We mentioned the CTA in the postscript example above, but there are a few more things that make this work. We invite the reader in with a question and then spring new and exciting information on them. To a reader who opened an email about discovering hidden meaning, this jewel at the end feels like the prize at the end of a treasure hunt. We use both exclusivity and urgency to compel emotion.
Design and Images
Many marketing emails will choose to include design and images. These features help make an email easier to read and more engaging for the audience. However, we strongly recommend that when writing a message copy is primary and email design is secondary. Email marketing design should enhance the email, not distract from the content.
- Stay on brand: Any images or design elements need to fit in with your overall brand. If your brand is professional, your images should look that way. If your brand is informal, then it may be okay to use gifs and more vibrant colors and images.
- Don’t compromise clarity: No abstract art here. If you’re including a design or an image, your audience should be able to immediately understand what it is and how it relates to the content.

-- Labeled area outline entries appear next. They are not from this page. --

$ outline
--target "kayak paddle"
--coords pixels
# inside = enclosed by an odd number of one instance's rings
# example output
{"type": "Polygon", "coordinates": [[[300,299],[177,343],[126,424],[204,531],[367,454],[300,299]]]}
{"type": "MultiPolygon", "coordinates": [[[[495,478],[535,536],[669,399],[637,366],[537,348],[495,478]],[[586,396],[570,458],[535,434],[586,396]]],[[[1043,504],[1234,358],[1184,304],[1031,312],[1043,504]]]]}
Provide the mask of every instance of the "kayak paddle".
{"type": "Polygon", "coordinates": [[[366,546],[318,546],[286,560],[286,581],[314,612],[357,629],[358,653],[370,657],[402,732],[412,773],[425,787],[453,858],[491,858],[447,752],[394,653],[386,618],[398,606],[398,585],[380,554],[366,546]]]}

- Make use of white space: It may be tempting to fill every inch of the screen with text, colors, images, and patterns. But if you do, you’ll overwhelm your readers. Effective use of white space makes an email design easier on the eyes. It helps readers scan and absorb your content. Plus, it doesn’t require a graphic designer to implement!
Take another look at the design of our high-performing email:
Notice how the design is clean and scannable. It incorporates elements from our brand palette (arrows and colors) without distracting from the main content. The images we used are directly related to the topic of the email. They add something important to the story instead of just filling space. Finally, note how the entire email is structured to move your eye downward through the content. This shape compels viewers to keep reading and see the content all the way through.
Email marketing is an invaluable tool for building your brand and connecting with your audience. By understanding the various components of an email and following best practices, you can craft compelling emails that drive engagement and nurture lasting relationships with your customers.
Take your brand to new heights by harnessing the power of email marketing, and watch as your business reaps the rewards of increased brand awareness, stronger customer relationships, and ultimately, greater success.